"Not I," said he. "But they sailed with an evening tide, which was my chance. Ten ships among four hundred or so make no odds. We took off the dragon heads, and when it was quite dark rowed down after them, and so caught them up at Greenwich. Then we slipped through the fleet easily, for it was mostly of cargo ships full of men, and no one paid any heed to us, as might be supposed. So by daylight we led the fleet, or nearly, and when the next night came we stood away from it, going across Channel. Then I came here to see if Wulfnoth or Godwine would cruise with me on some other shore, as I promised."
Then I asked him what I had better do, for with the sight of his face came the longing to be free again.
"Come with me," he said. "I am going to win ransom from a town or two against the time when I shall need gold wherewith to win men to me in Norway."
I think that I should have done this in the end, though I did not like to leave England without striking one more blow for Eadmund, and I cannot deny that I thought that Uldra would blame me if I did leave our land when she needed every sword that would strike for her. I had come to think very much of what the steadfast eyes of the brave maiden would tell me as I watched her face.

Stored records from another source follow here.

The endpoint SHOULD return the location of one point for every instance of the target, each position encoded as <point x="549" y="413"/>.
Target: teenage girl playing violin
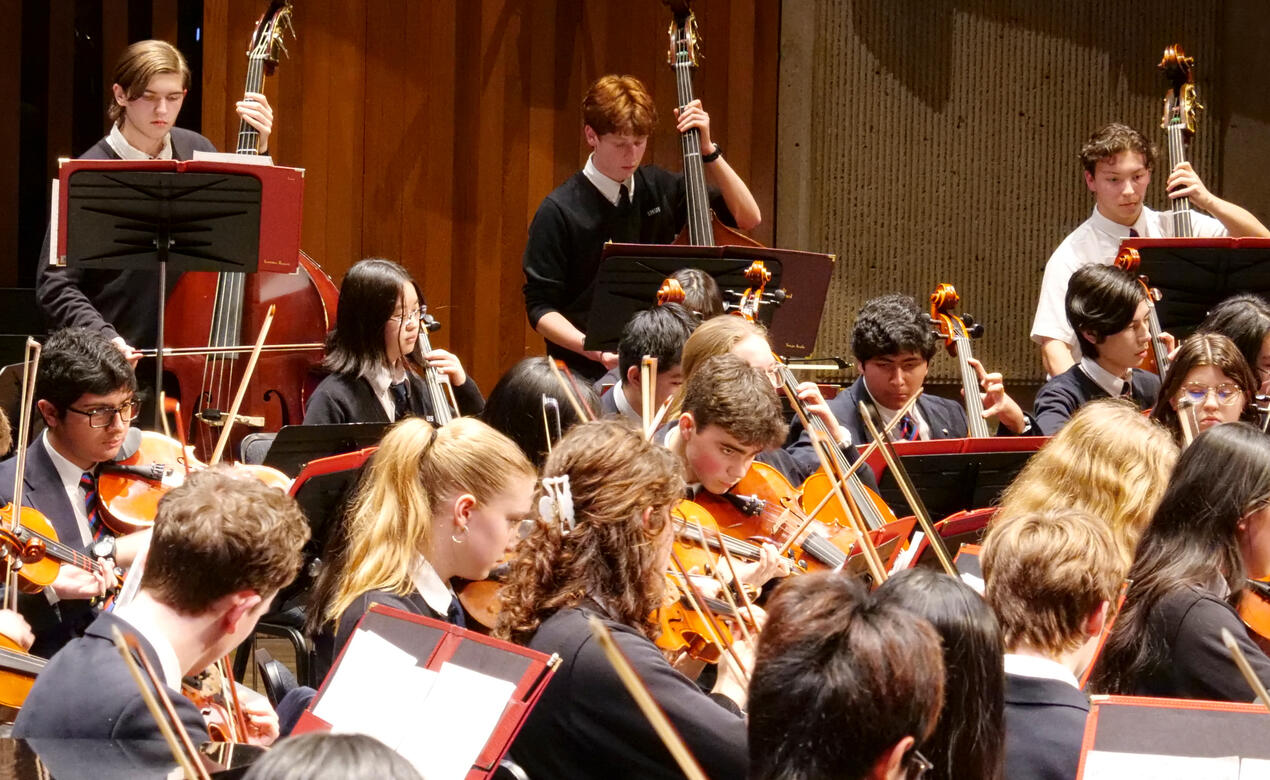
<point x="86" y="395"/>
<point x="374" y="353"/>
<point x="436" y="503"/>
<point x="607" y="558"/>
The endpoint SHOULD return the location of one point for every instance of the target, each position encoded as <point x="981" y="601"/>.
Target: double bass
<point x="206" y="351"/>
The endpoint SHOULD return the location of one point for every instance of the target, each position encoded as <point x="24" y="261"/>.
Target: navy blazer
<point x="86" y="692"/>
<point x="1044" y="728"/>
<point x="53" y="625"/>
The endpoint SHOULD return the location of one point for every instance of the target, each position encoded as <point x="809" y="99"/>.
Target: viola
<point x="216" y="309"/>
<point x="956" y="333"/>
<point x="704" y="228"/>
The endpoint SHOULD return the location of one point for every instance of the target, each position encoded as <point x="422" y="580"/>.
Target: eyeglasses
<point x="1198" y="394"/>
<point x="917" y="765"/>
<point x="417" y="315"/>
<point x="103" y="418"/>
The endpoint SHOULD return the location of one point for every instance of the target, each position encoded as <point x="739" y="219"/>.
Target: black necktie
<point x="455" y="614"/>
<point x="400" y="399"/>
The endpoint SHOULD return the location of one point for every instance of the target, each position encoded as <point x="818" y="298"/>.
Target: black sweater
<point x="568" y="235"/>
<point x="1061" y="396"/>
<point x="112" y="302"/>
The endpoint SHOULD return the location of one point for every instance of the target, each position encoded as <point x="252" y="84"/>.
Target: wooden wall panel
<point x="431" y="131"/>
<point x="942" y="141"/>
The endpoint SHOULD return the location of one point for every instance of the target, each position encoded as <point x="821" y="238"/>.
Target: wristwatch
<point x="103" y="548"/>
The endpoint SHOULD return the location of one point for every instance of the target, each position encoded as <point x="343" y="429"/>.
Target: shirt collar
<point x="128" y="151"/>
<point x="611" y="189"/>
<point x="434" y="591"/>
<point x="1044" y="668"/>
<point x="1122" y="231"/>
<point x="168" y="662"/>
<point x="624" y="407"/>
<point x="67" y="471"/>
<point x="1114" y="385"/>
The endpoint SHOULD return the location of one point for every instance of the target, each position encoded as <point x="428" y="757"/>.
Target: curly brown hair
<point x="611" y="554"/>
<point x="219" y="534"/>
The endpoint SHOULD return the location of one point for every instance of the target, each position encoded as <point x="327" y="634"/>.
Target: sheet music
<point x="460" y="714"/>
<point x="1108" y="765"/>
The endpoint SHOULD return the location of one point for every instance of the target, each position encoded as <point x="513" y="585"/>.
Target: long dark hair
<point x="968" y="739"/>
<point x="1191" y="540"/>
<point x="1204" y="349"/>
<point x="367" y="299"/>
<point x="514" y="407"/>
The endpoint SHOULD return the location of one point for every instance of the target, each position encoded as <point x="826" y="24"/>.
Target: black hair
<point x="1102" y="300"/>
<point x="327" y="756"/>
<point x="514" y="407"/>
<point x="1245" y="319"/>
<point x="840" y="679"/>
<point x="969" y="738"/>
<point x="367" y="299"/>
<point x="890" y="324"/>
<point x="76" y="361"/>
<point x="658" y="332"/>
<point x="701" y="294"/>
<point x="1191" y="540"/>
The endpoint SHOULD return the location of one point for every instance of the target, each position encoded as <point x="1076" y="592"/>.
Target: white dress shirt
<point x="1097" y="240"/>
<point x="127" y="151"/>
<point x="611" y="189"/>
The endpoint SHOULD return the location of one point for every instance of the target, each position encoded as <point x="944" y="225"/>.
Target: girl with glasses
<point x="1212" y="377"/>
<point x="375" y="357"/>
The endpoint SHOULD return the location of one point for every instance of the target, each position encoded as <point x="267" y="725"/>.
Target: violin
<point x="956" y="333"/>
<point x="704" y="226"/>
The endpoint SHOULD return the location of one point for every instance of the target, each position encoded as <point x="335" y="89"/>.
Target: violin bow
<point x="241" y="390"/>
<point x="647" y="704"/>
<point x="1246" y="668"/>
<point x="870" y="551"/>
<point x="29" y="370"/>
<point x="906" y="485"/>
<point x="160" y="706"/>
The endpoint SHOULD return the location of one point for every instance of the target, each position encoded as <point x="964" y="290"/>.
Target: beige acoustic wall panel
<point x="930" y="141"/>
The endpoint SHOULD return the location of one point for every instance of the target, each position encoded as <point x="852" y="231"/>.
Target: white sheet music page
<point x="456" y="720"/>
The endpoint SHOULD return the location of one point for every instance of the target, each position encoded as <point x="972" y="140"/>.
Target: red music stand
<point x="433" y="643"/>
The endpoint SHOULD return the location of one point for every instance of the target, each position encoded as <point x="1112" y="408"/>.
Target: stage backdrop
<point x="431" y="131"/>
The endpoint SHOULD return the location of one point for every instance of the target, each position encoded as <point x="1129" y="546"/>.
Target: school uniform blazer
<point x="86" y="692"/>
<point x="344" y="398"/>
<point x="587" y="726"/>
<point x="1044" y="728"/>
<point x="112" y="302"/>
<point x="332" y="639"/>
<point x="52" y="624"/>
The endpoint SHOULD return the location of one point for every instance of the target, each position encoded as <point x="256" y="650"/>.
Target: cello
<point x="216" y="309"/>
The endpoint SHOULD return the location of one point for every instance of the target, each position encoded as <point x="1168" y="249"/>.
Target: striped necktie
<point x="88" y="483"/>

But that evening came Wulfnoth and Godwine, and they had made a plan for themselves which might help me to reach Eadmund when my freedom came. They had manors on the Severn, at Berkeley, and the earl would go there to save them if possible from plunder. At least, that is what he told me and Olaf. Whether he had any other deeper plan I cannot say. It seemed afterwards as if that might be so.
They brought back some strange news, too, at which both Olaf and I wondered. There was a rumour spreading through the country from Winchester that Cnut would wed Emma the queen.
"It is not likely," said Olaf. "She is twenty years older than he."
"If any man wants revenge on Cnut, I would counsel him to go and do all he can to see that this marriage comes to pass," sneered the earl, in his hatred of the Norman lady.
"What says Redwald?" asked Godwine.
"First, that the queen has little choice in the matter," said I; "and next, that, between ourselves, I think that she would do much to remain a queen in truth, if it must be over Denmark instead of England; and lastly, that if Cnut weds her, he keeps the duke, her brother, quiet, and maybe brings over more of our people to his side."